The Survey looks at the relevant legislation on abortion care in 42 countries, but crucially it also explores how these laws are interpreted by providers and experienced by women and girls. It is designed to provide an overview of women’s and girls’ experience around accessing abortion care, to highlight current threats to their reproductive health and rights, to identify ‘best-fit’ practices and to stimulate further debate and research.
The Survey is not a research paper, but rather a synthesis of the expertise and understanding of our Members and Partners working in the field and serving women every day.
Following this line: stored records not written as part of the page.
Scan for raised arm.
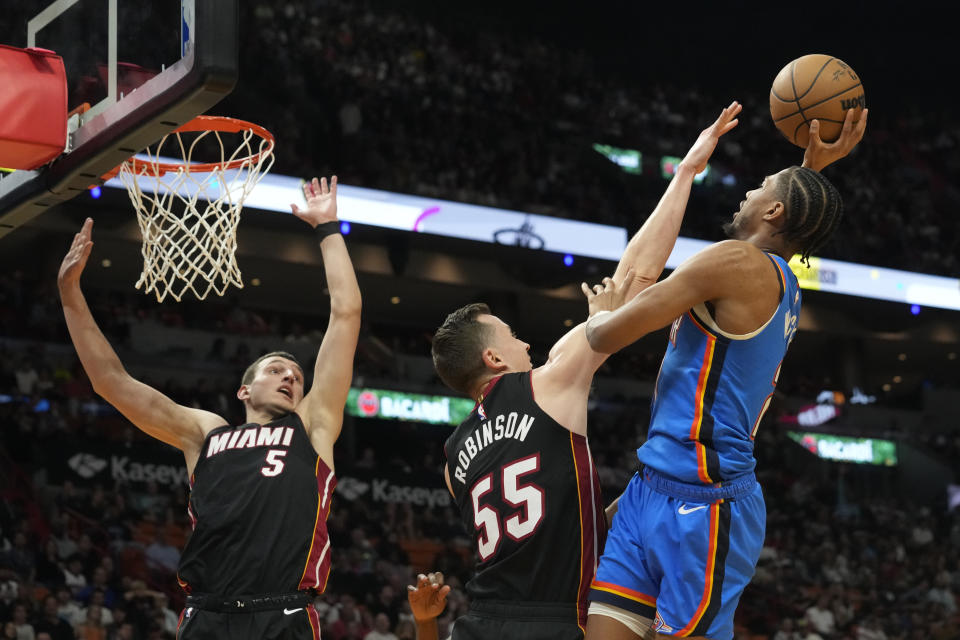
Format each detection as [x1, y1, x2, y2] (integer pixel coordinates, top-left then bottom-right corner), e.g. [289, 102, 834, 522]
[612, 101, 742, 298]
[531, 104, 743, 432]
[588, 108, 867, 354]
[57, 219, 223, 473]
[292, 177, 362, 467]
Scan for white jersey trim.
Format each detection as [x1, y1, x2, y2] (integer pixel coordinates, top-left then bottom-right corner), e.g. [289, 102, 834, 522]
[690, 302, 778, 341]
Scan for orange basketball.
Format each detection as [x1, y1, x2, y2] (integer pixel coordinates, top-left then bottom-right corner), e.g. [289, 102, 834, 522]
[769, 54, 865, 147]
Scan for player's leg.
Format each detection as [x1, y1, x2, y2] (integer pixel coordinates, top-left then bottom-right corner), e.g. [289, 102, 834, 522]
[586, 602, 655, 640]
[270, 607, 321, 640]
[175, 607, 212, 639]
[586, 473, 658, 640]
[648, 484, 766, 640]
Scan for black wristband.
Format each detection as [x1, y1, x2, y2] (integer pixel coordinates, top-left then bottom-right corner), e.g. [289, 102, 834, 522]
[315, 221, 341, 242]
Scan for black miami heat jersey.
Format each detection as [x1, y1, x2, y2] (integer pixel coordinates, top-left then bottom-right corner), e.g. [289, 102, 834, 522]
[177, 412, 337, 596]
[444, 371, 606, 628]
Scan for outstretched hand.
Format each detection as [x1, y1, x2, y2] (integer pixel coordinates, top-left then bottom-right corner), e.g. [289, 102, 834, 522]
[407, 572, 451, 622]
[581, 268, 634, 317]
[680, 101, 742, 175]
[803, 108, 868, 172]
[58, 218, 94, 290]
[291, 176, 338, 228]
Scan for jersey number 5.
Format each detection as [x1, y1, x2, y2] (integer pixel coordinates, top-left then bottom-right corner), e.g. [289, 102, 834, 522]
[470, 454, 545, 561]
[261, 450, 287, 477]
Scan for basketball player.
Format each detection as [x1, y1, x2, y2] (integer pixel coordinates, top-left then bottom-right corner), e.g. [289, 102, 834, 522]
[430, 103, 748, 640]
[581, 111, 868, 640]
[57, 176, 361, 640]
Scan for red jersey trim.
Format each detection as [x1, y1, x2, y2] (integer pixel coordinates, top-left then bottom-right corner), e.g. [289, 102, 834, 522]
[570, 433, 599, 631]
[297, 457, 336, 591]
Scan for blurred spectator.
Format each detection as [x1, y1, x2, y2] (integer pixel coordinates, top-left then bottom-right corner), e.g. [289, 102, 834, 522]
[856, 615, 888, 640]
[804, 595, 835, 637]
[79, 593, 113, 629]
[48, 523, 78, 563]
[363, 613, 397, 640]
[77, 570, 116, 610]
[143, 533, 178, 575]
[927, 571, 957, 615]
[62, 557, 87, 596]
[911, 516, 935, 547]
[73, 537, 100, 579]
[772, 617, 803, 640]
[9, 603, 33, 640]
[368, 585, 400, 628]
[104, 621, 133, 640]
[1, 533, 34, 583]
[34, 542, 65, 589]
[0, 573, 20, 612]
[73, 606, 106, 640]
[102, 609, 129, 640]
[15, 359, 39, 395]
[154, 595, 177, 637]
[328, 595, 369, 640]
[55, 588, 83, 628]
[31, 595, 74, 640]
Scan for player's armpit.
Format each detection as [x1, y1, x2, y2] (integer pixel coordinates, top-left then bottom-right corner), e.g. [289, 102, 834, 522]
[585, 240, 757, 354]
[531, 323, 606, 436]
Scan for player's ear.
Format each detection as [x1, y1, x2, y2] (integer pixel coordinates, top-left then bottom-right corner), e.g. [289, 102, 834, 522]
[237, 385, 250, 401]
[480, 347, 505, 372]
[763, 201, 786, 226]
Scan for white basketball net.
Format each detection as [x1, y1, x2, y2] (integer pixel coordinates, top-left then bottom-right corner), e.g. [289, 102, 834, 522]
[118, 124, 274, 302]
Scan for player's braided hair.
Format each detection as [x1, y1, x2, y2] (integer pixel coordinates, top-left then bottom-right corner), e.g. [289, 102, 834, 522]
[432, 303, 492, 396]
[775, 166, 844, 266]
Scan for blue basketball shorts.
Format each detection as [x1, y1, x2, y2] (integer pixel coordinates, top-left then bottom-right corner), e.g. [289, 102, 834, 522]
[589, 469, 765, 640]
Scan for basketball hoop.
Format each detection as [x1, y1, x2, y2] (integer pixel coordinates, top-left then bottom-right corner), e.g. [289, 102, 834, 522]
[109, 115, 275, 303]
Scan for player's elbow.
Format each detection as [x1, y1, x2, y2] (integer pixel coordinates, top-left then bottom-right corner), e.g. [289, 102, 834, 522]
[88, 368, 130, 401]
[585, 320, 614, 354]
[330, 297, 362, 319]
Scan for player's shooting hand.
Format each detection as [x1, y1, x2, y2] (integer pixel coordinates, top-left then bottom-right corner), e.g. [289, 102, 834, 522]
[58, 218, 94, 290]
[802, 108, 868, 172]
[581, 269, 633, 317]
[679, 101, 742, 175]
[407, 572, 451, 622]
[291, 176, 338, 228]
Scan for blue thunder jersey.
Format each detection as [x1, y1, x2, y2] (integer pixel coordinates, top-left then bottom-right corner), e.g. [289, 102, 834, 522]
[639, 253, 800, 484]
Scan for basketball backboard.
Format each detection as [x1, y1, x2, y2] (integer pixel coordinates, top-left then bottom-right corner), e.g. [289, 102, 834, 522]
[0, 0, 238, 240]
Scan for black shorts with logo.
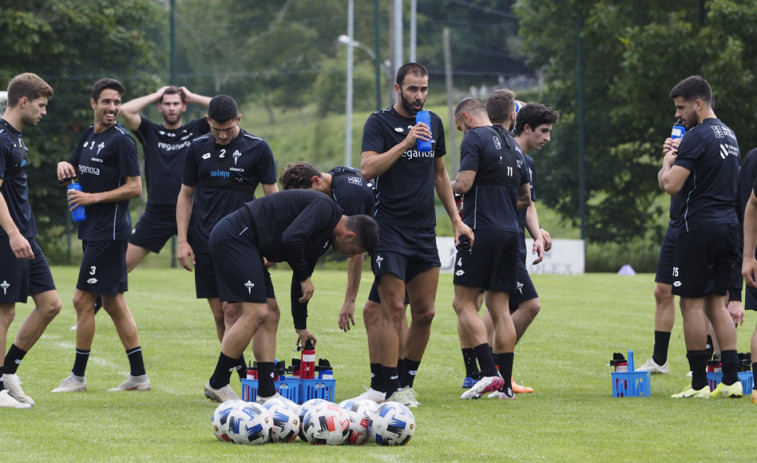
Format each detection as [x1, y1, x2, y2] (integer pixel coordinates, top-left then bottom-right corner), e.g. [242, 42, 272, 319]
[453, 229, 519, 293]
[671, 223, 739, 298]
[0, 236, 56, 303]
[77, 240, 128, 296]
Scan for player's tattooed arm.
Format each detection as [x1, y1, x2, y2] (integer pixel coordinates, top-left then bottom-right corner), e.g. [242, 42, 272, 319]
[517, 183, 532, 210]
[452, 170, 476, 194]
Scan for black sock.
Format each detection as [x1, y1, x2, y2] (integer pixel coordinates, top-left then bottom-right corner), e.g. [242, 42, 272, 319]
[257, 362, 276, 397]
[753, 363, 757, 391]
[400, 358, 420, 388]
[126, 346, 146, 376]
[4, 344, 27, 375]
[72, 349, 91, 377]
[720, 350, 739, 385]
[462, 348, 480, 379]
[493, 352, 514, 392]
[705, 335, 714, 360]
[209, 352, 237, 389]
[236, 354, 247, 380]
[369, 363, 384, 391]
[382, 365, 400, 398]
[473, 344, 497, 377]
[651, 331, 671, 366]
[686, 349, 709, 390]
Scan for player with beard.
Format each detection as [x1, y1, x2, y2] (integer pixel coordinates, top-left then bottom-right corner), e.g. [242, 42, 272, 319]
[360, 63, 472, 407]
[452, 98, 531, 400]
[659, 75, 742, 399]
[119, 86, 211, 270]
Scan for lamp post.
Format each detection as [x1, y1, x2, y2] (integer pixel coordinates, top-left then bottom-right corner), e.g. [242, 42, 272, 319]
[339, 35, 390, 110]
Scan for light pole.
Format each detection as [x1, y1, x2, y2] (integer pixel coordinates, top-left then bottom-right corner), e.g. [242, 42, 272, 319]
[339, 35, 391, 110]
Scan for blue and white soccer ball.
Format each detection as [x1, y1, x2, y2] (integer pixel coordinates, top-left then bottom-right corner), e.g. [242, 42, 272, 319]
[226, 402, 272, 445]
[265, 401, 300, 443]
[298, 398, 330, 441]
[211, 399, 246, 442]
[369, 401, 416, 446]
[302, 403, 350, 445]
[263, 396, 301, 417]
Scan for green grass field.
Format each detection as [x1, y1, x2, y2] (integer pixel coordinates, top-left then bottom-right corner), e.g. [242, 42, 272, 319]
[2, 267, 757, 462]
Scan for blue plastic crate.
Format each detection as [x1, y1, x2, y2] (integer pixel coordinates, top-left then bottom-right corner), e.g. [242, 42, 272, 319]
[241, 378, 300, 403]
[706, 371, 753, 393]
[300, 378, 336, 403]
[611, 371, 651, 397]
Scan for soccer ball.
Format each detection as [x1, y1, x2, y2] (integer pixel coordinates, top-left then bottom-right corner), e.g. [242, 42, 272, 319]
[343, 409, 370, 445]
[226, 402, 273, 445]
[369, 401, 415, 446]
[301, 403, 350, 445]
[265, 401, 300, 443]
[298, 398, 330, 441]
[262, 396, 301, 417]
[338, 399, 373, 445]
[211, 400, 246, 442]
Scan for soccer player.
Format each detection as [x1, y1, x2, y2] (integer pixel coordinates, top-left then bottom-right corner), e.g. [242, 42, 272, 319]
[659, 75, 742, 399]
[0, 73, 61, 408]
[176, 95, 277, 381]
[451, 97, 531, 400]
[119, 86, 211, 270]
[54, 78, 149, 393]
[279, 161, 402, 402]
[202, 189, 378, 402]
[279, 161, 373, 345]
[740, 149, 757, 403]
[360, 63, 472, 407]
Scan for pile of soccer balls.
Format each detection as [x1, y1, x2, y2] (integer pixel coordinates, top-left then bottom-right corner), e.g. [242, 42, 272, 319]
[211, 397, 415, 446]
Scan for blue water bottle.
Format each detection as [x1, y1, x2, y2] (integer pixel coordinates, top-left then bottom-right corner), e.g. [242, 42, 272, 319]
[415, 110, 433, 152]
[67, 182, 87, 222]
[671, 119, 686, 141]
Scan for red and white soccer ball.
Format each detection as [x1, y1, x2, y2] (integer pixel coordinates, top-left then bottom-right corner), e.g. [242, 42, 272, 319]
[369, 401, 416, 446]
[301, 403, 350, 445]
[226, 402, 273, 445]
[338, 399, 373, 445]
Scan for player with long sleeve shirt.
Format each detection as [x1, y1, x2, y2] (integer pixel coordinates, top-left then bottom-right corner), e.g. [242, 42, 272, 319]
[55, 78, 149, 393]
[203, 189, 378, 402]
[278, 162, 373, 345]
[451, 97, 531, 400]
[176, 95, 278, 383]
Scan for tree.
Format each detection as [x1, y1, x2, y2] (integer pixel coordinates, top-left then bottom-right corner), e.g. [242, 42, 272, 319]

The report begins by situating abortion care as an essential component of women’s reproductive health, as defined within the broader framework of international human rights law, specifically the Right to the Highest Attainable Standard of Physical and Mental Health. It then examines to what extent current provision within national borders aligns with or deviates from state obligations to care for and value equally women and girls. It covers four key areas: the criminalisation of abortion; the various grounds available to women and girls to access abortion care and the time limits imposed thereon; the additional institutional and procedural hurdles to abortion care; and finally, the significant financial burden inflicted on women and girls when accessing care across the region.
For each section, the ‘best’ and ‘worst’ country scenarios have been referenced to highlight how differently a particular barrier to care might be implemented and then experienced by women and girls across Europe and Central Asia.